A defesa do ex-governador do Acre e candidato ao Senado Gladson Camelí prepara os próximos passos para tentar reverter o indeferimento do registro de candidatura decidido pelo Tribunal Regional Eleitoral do Acre (TRE-AC). Após o julgamento, o advogado Erick Venâncio afirmou que a defesa irá recorrer e que Gladson continuará em campanha, enquanto a situação estiver sendo discutida na Justiça Eleitoral.
A manifestação do advogado ocorreu após o julgamento de sexta-feira, 11, quando o TRE-AC rejeitou por unanimidade o registro de candidatura de Gladson ao Senado.
Segundo Venâncio, a defesa sustenta que decisões já tomadas pelo Supremo Tribunal Federal (STF) sobre provas utilizadas no processo criminal podem alterar a situação jurídica do candidato.

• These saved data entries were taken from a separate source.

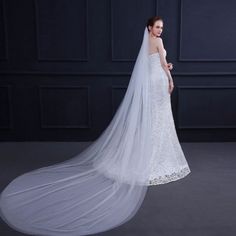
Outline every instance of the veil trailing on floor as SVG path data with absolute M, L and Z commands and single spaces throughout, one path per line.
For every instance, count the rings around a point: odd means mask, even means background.
M 151 158 L 148 30 L 125 96 L 103 133 L 73 158 L 20 175 L 0 195 L 2 219 L 33 235 L 78 236 L 131 219 L 145 197 Z

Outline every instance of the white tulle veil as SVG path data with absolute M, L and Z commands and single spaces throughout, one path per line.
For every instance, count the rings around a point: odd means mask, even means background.
M 0 195 L 2 219 L 33 235 L 78 236 L 131 219 L 145 197 L 151 158 L 148 30 L 126 94 L 103 133 L 73 158 L 25 173 Z

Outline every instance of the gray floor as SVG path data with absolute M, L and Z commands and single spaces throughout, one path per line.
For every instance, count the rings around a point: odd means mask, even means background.
M 0 191 L 18 175 L 67 160 L 89 143 L 0 143 Z M 181 143 L 191 173 L 150 186 L 138 213 L 101 236 L 235 236 L 236 143 Z M 23 235 L 0 220 L 0 235 Z

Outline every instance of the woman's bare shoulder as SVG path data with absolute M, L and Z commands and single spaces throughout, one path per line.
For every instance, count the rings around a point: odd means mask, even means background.
M 161 37 L 157 37 L 155 41 L 156 41 L 157 46 L 162 46 L 162 47 L 164 46 L 163 45 L 163 40 L 162 40 Z
M 157 37 L 157 38 L 156 38 L 156 42 L 158 42 L 158 43 L 163 43 L 163 40 L 162 40 L 161 37 Z

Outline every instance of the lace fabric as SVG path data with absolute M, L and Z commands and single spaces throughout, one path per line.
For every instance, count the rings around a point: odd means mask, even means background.
M 149 185 L 157 185 L 183 178 L 190 173 L 190 169 L 176 134 L 168 77 L 161 66 L 159 53 L 151 54 L 149 60 L 152 104 Z
M 153 177 L 149 180 L 149 185 L 159 185 L 159 184 L 166 184 L 172 181 L 176 181 L 179 179 L 184 178 L 187 176 L 191 170 L 188 166 L 183 167 L 183 169 L 180 169 L 179 171 L 172 172 L 171 174 L 165 174 L 161 176 Z

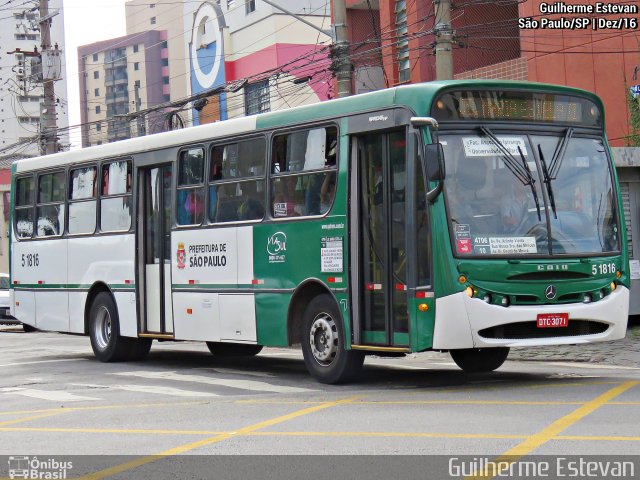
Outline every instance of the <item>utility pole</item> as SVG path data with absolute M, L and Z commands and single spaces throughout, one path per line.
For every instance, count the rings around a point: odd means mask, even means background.
M 49 0 L 40 0 L 40 38 L 42 39 L 40 59 L 42 66 L 42 84 L 44 88 L 44 102 L 40 111 L 41 136 L 43 146 L 41 152 L 49 155 L 58 151 L 58 125 L 56 120 L 56 94 L 54 82 L 55 68 L 51 62 L 59 60 L 60 52 L 57 48 L 51 49 L 51 18 L 58 14 L 56 11 L 49 14 Z M 59 75 L 59 74 L 58 74 Z
M 333 68 L 338 80 L 338 97 L 353 95 L 351 81 L 351 59 L 349 58 L 349 36 L 347 30 L 347 6 L 344 0 L 333 0 L 333 29 L 335 39 L 331 54 Z
M 436 4 L 436 80 L 453 79 L 453 30 L 451 29 L 451 0 L 433 0 Z
M 314 30 L 318 30 L 319 32 L 331 37 L 331 40 L 333 41 L 331 45 L 331 58 L 333 59 L 331 62 L 331 70 L 335 72 L 336 79 L 338 81 L 338 97 L 348 97 L 349 95 L 353 95 L 351 82 L 352 65 L 349 58 L 349 36 L 347 34 L 347 7 L 344 0 L 331 1 L 333 5 L 332 31 L 316 27 L 313 23 L 308 22 L 295 13 L 285 10 L 271 0 L 262 1 L 310 26 Z
M 140 100 L 140 82 L 139 81 L 136 81 L 136 84 L 135 84 L 135 102 L 136 102 L 136 113 L 138 113 L 140 112 L 140 104 L 142 103 L 142 100 Z M 138 136 L 144 137 L 147 134 L 144 115 L 138 115 L 137 124 L 138 124 Z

“A defesa não entende que o Gladson não está inelegível. A defesa está aguardando uma decisão que reconheça os efeitos de uma decisão que já foi tomada no Supremo Tribunal Federal, que considerou nulas diversas provas que sustentaram a sua condenação”, afirmou.
Durante o julgamento no TRE-AC, a defesa já havia mencionado o Habeas Corpus 247.281, no qual, segundo os advogados, o STF reconheceu a ilicitude de elementos probatórios utilizados contra Gladson e também alcançou provas derivadas desses elementos. Também foi citado o Habeas Corpus 273.968, que tramita no STF e no qual a defesa busca a suspensão dos efeitos da condenação, incluindo a questão da inelegibilidade.

Para Erick Venâncio, a definição dos próximos passos depende da análise da decisão do TRE-AC e dos fundamentos apresentados no julgamento.
O acórdão do processo foi publicado na sexta-feira, 11, após o julgamento. Com o documento em mãos, a defesa poderá analisar detalhadamente os votos e definir qual medida será adotada.
“Nós só precisamos aguardar a publicação do acórdão, precisamos conhecer o que consta do voto, conhecer a fundamentação e decidir qual caminho iremos seguir”, declarou o advogado.
De acordo com Venâncio, uma das possibilidades é apresentar embargos de declaração ao próprio TRE-AC. Outra alternativa é levar a discussão diretamente ao Tribunal Superior Eleitoral (TSE) e ao Supremo Tribunal Federal.
Gladson continuará em campanha
Apesar do indeferimento do registro, a defesa afirma que Gladson continuará realizando atos de campanha enquanto houver possibilidade de recurso.
Durante o julgamento, o relator do processo, juiz-membro Thalles Vinícius de Souza Sales, explicou que o indeferimento do registro não retira automaticamente a condição de candidato sub judice enquanto houver recurso pendente.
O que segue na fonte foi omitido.